As the world reckons with a summer of unprecedented drought and flooding, heatwaves and fires, and an expected uptick in hurricane activity caused by climate change, the move to electrify mobility is becoming one of the bright spots in the worldwide effort to reduce fossil fuel consumption and greenhouse gas emissions.
Image Credit: Flickr/Image Catalog
Tesla is opening up its charging stations to all electric vehicles. Mercedes Benz has pledged to make its entire fleet of cars manufactured after 2025 electric-only. The electric truck maker Rivian has raised $2.5 billion and is beginning to bring its own electric vehicle chargers to state parks. And Lucid Motors is making its debut today on the Nasdaq stock market.
The world’s automakers and their investors are accelerating the pace of electric vehicle manufacturing and the buildout of the infrastructure necessary to combat the anxiety some would-be buyers still feel about their ability to charge up.
In the U.S., transportation accounts for nearly 30% of greenhouse gas emissions and passenger cars and other light vehicles make up about 60% of that figure. That’s why there’s been so much emphasis on moving drivers over to electric (and hybrid electric) vehicles.
2021 could be seen as the watershed moment for electric vehicles. Ford announced an electric F-150 (the most popular vehicle sold in the US), Subaru, Kia, and Hyundai all announced new electric vehicles, and upstart brands like Fisker, Canoo, Lucid and others began to expand their product lines.
In this context, the Mercedes Benz announcement of the total overhaul of its cars by 2025 is just another datapoint.

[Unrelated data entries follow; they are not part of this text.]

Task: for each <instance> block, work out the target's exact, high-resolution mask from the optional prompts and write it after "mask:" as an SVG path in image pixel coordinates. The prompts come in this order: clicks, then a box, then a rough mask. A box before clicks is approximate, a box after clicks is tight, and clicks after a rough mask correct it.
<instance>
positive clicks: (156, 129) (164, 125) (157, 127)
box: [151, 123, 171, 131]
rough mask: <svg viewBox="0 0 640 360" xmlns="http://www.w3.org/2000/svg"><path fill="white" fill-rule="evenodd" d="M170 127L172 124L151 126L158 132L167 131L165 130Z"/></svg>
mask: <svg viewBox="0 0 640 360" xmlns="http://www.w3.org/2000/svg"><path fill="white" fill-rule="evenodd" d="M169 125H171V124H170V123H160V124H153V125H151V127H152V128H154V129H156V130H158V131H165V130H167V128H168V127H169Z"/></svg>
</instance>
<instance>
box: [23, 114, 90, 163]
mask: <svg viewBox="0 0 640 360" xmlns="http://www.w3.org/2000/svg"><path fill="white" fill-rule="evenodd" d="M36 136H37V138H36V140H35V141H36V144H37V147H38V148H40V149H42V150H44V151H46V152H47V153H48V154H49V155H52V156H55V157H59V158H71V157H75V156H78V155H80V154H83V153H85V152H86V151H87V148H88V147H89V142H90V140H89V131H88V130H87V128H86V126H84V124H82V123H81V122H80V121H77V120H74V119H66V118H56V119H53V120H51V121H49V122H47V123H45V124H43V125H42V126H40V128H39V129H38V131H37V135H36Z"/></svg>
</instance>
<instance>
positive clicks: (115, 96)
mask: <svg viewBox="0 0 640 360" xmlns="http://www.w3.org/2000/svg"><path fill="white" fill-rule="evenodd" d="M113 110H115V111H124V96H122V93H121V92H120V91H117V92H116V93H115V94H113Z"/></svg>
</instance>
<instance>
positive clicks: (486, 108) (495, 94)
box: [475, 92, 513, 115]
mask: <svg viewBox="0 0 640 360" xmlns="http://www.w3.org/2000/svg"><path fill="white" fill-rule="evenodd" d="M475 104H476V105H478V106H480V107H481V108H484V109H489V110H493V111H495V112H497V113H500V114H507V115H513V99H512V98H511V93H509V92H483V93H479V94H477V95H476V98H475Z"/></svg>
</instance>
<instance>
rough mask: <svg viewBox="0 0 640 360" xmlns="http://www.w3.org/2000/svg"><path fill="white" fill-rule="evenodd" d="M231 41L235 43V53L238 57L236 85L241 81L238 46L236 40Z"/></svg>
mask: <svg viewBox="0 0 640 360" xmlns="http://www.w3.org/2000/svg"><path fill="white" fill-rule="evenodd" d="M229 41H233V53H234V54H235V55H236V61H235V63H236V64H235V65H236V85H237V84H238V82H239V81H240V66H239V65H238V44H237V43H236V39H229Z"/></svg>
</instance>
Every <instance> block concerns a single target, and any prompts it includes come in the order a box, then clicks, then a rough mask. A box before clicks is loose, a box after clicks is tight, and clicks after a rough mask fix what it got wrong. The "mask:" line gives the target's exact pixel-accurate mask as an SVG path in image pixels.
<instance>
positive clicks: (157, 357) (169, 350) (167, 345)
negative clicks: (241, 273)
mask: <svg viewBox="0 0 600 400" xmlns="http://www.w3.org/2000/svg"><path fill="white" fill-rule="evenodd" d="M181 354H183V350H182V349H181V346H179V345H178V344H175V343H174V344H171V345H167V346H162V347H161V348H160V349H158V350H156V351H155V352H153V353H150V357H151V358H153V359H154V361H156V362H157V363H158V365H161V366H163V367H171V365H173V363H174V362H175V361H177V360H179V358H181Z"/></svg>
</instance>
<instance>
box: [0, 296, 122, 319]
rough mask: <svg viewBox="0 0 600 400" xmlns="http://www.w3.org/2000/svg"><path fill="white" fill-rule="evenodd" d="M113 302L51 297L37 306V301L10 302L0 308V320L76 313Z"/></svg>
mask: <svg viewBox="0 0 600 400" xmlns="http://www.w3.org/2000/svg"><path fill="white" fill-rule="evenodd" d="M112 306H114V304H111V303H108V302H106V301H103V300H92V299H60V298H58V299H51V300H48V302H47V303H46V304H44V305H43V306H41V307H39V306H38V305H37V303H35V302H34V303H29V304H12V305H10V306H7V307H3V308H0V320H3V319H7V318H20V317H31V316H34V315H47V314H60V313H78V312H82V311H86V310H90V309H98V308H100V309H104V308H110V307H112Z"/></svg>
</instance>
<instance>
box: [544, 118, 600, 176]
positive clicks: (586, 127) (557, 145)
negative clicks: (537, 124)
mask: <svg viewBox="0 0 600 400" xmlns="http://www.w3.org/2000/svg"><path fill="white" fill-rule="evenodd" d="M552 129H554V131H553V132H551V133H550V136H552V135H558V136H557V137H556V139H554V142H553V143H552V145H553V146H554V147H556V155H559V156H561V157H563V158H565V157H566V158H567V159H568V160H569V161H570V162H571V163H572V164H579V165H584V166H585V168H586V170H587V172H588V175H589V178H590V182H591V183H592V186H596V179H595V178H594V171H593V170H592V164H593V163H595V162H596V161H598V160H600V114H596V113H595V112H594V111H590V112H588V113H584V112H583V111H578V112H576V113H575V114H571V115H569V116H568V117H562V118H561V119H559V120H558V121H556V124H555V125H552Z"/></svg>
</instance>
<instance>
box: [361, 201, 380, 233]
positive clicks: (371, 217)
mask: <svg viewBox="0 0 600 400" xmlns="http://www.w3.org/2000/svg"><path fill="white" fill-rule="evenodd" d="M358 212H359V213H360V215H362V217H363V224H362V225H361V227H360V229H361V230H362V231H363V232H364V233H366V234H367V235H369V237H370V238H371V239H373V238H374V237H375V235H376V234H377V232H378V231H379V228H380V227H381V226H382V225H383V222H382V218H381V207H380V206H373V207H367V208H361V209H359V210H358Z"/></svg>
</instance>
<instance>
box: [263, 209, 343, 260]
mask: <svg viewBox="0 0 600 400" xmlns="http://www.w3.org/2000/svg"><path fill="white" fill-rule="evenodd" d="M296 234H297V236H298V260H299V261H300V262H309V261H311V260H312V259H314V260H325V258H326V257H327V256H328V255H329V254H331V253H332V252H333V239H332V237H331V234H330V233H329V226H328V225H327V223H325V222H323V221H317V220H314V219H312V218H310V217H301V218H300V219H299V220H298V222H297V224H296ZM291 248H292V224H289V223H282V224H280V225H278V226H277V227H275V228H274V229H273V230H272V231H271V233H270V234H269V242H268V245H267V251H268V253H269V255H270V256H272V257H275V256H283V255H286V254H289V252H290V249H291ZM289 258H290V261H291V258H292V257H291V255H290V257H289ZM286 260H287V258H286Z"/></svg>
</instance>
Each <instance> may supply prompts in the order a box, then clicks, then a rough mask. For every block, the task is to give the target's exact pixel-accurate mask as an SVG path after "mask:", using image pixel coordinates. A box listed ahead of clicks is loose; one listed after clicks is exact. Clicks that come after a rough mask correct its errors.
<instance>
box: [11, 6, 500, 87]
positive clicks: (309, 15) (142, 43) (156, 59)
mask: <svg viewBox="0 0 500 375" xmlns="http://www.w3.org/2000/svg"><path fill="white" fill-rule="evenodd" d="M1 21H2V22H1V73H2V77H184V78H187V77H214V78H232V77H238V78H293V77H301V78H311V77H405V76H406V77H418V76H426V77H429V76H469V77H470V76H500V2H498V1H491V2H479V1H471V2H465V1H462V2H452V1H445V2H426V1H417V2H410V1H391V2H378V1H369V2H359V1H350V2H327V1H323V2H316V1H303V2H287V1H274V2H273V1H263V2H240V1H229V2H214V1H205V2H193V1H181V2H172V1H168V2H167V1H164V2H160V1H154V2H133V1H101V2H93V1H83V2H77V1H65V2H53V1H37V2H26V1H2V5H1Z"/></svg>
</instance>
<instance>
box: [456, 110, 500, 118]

“The EV shift is picking up speed — especially in the luxury segment, where Mercedes-Benz belongs. The tipping point is getting closer and we will be ready as markets switch to electric-only by the end of this decade,” said Ola Källenius, CEO of Daimler AG and Mercedes-Benz AG. “This step marks a profound reallocation of capital. By managing this faster transformation while safeguarding our profitability targets, we will ensure the enduring success of Mercedes-Benz.”
While automakers are building the next generation of electric vehicles, automakers, energy companies, utilities, and charging networks are vying for new customers.

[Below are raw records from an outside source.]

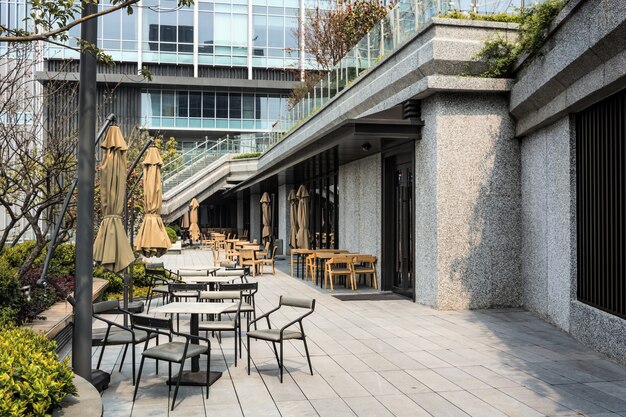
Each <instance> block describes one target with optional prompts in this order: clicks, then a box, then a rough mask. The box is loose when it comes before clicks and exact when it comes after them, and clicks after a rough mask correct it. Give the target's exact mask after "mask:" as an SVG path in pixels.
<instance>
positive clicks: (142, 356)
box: [133, 356, 146, 402]
mask: <svg viewBox="0 0 626 417" xmlns="http://www.w3.org/2000/svg"><path fill="white" fill-rule="evenodd" d="M145 360H146V357H145V356H142V357H141V362H140V363H139V373H138V374H137V383H136V384H135V393H134V394H133V402H135V398H136V397H137V390H138V389H139V380H140V379H141V371H143V361H145Z"/></svg>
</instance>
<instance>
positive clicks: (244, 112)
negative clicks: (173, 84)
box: [142, 90, 287, 131]
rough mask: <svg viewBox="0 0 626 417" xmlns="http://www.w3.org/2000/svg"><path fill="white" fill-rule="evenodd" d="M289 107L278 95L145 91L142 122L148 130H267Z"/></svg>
mask: <svg viewBox="0 0 626 417" xmlns="http://www.w3.org/2000/svg"><path fill="white" fill-rule="evenodd" d="M286 106H287V97H286V96H281V95H278V94H266V93H254V94H252V93H245V94H243V93H240V92H226V91H187V90H180V91H171V90H145V91H143V92H142V120H143V125H144V127H146V128H163V127H175V128H207V129H211V128H215V129H220V130H223V129H230V130H237V131H241V130H243V131H267V130H270V129H271V126H272V124H273V123H274V122H275V121H276V120H277V119H278V116H279V115H280V114H281V112H282V111H284V110H285V108H286Z"/></svg>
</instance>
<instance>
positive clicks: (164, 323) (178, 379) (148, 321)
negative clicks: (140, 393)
mask: <svg viewBox="0 0 626 417" xmlns="http://www.w3.org/2000/svg"><path fill="white" fill-rule="evenodd" d="M131 323H132V327H133V329H134V330H136V331H145V332H147V333H148V334H149V335H153V334H155V335H156V334H162V335H165V336H167V337H168V338H169V342H167V343H162V344H159V345H156V346H152V347H148V341H146V344H145V346H144V351H143V352H142V353H141V363H140V364H139V374H138V375H137V384H135V393H134V394H133V402H134V401H135V398H136V397H137V390H138V389H139V381H140V380H141V372H142V370H143V363H144V361H145V359H146V358H150V359H156V360H157V361H160V360H161V361H166V362H169V367H168V370H169V372H168V376H169V379H170V380H171V379H172V363H180V369H179V370H178V376H177V378H176V389H175V390H174V398H172V408H171V409H172V410H174V405H175V404H176V396H177V395H178V388H179V386H180V380H181V377H182V375H183V368H184V367H185V361H186V360H187V359H190V358H193V357H196V356H200V355H203V354H204V355H207V356H208V359H207V371H206V398H209V381H210V374H211V342H210V341H209V339H207V338H205V337H201V336H194V335H191V334H187V333H180V332H176V331H175V330H174V328H173V326H172V319H171V318H167V319H164V318H156V317H147V316H138V315H133V316H131ZM172 336H178V337H183V338H184V339H185V341H184V342H180V341H172ZM192 340H195V341H198V342H206V345H201V344H194V343H191V341H192ZM170 390H171V385H170Z"/></svg>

Tesla founder and chief executive Elon Musk wrote on Twitter that his company would open up its network of 25,000 electric vehicle chargers to owners of all EVs (and not just Teslas) at some point soon. The fast-charging Tesla stations are among the most notable brands in the space, but companies like EVgo and Chargepoint are making waves in the US and Europe.
Chargepoint recently acquired a European company to expand its footprint in international markets and EVgo recently had a public offering to access low-cost capital so it can build out its network of charging stations.
These initiatives set the stage for a whole range of new tech companies to enable better charging infrastructure — from software management for charging and fleets, to services to maintain charging stations to new kinds of battery swapping technologies to replace the need for charging up altogether.
It also means that there’s opportunities for newer, better, batteries that could debut in cars over the next few years. These batteries have longer ranges and would require less time to charge up.
Businesses like QuantumScape, SolidPower and SES are all massively funded companies developing these new battery technologies (QuantumScape had its own public debut on the stock market in November 2020) that promise to bring these benefits to electric vehicles in the next five years.
Ample, another company looking to alleviate electric vehicle range fears, has taken a different approach by pitching a business that would swap out depleted batteries for fresh ones. The process can take less time than the 20 to 30 minutes that even fast chargers require to fill up a battery, according to the company.
The transition to electric vehicles isn’t just good for the environment, it’s also good for the wallet.
A recent study by the Los Angeles-based electric vehicle fleet management company Amply indicated that fueling light duty electric vehicles with electricity in 22 of the largest cities in the US is 44% less expensive than using gasoline. And if companies operating fleets of at least 15 vehicles switch to electric options, they’d reduce greenhouse gas emissions by 2200 tons.
And naysayers worried about the overall environmental benefits of going electric can rest easy.
Although a study from the Massachusetts Institute of Technology Energy Initiative found that battery and fuel production for an EV generates higher emissions than making a combustion engine vehicle, those environmental costs get offset by the overall efficiency of the vehicle.
So the total emissions per mile for battery-powered cars are lower than comparable cars with combustion engines, as CNBC reported.
“If we are going to take a look at the current situation, in some countries, electric vehicles are better even with the current grid,” Sergey Paltsev, a senior research scientist at the MIT Energy Initiative and one of the study’s authors, told CNBC.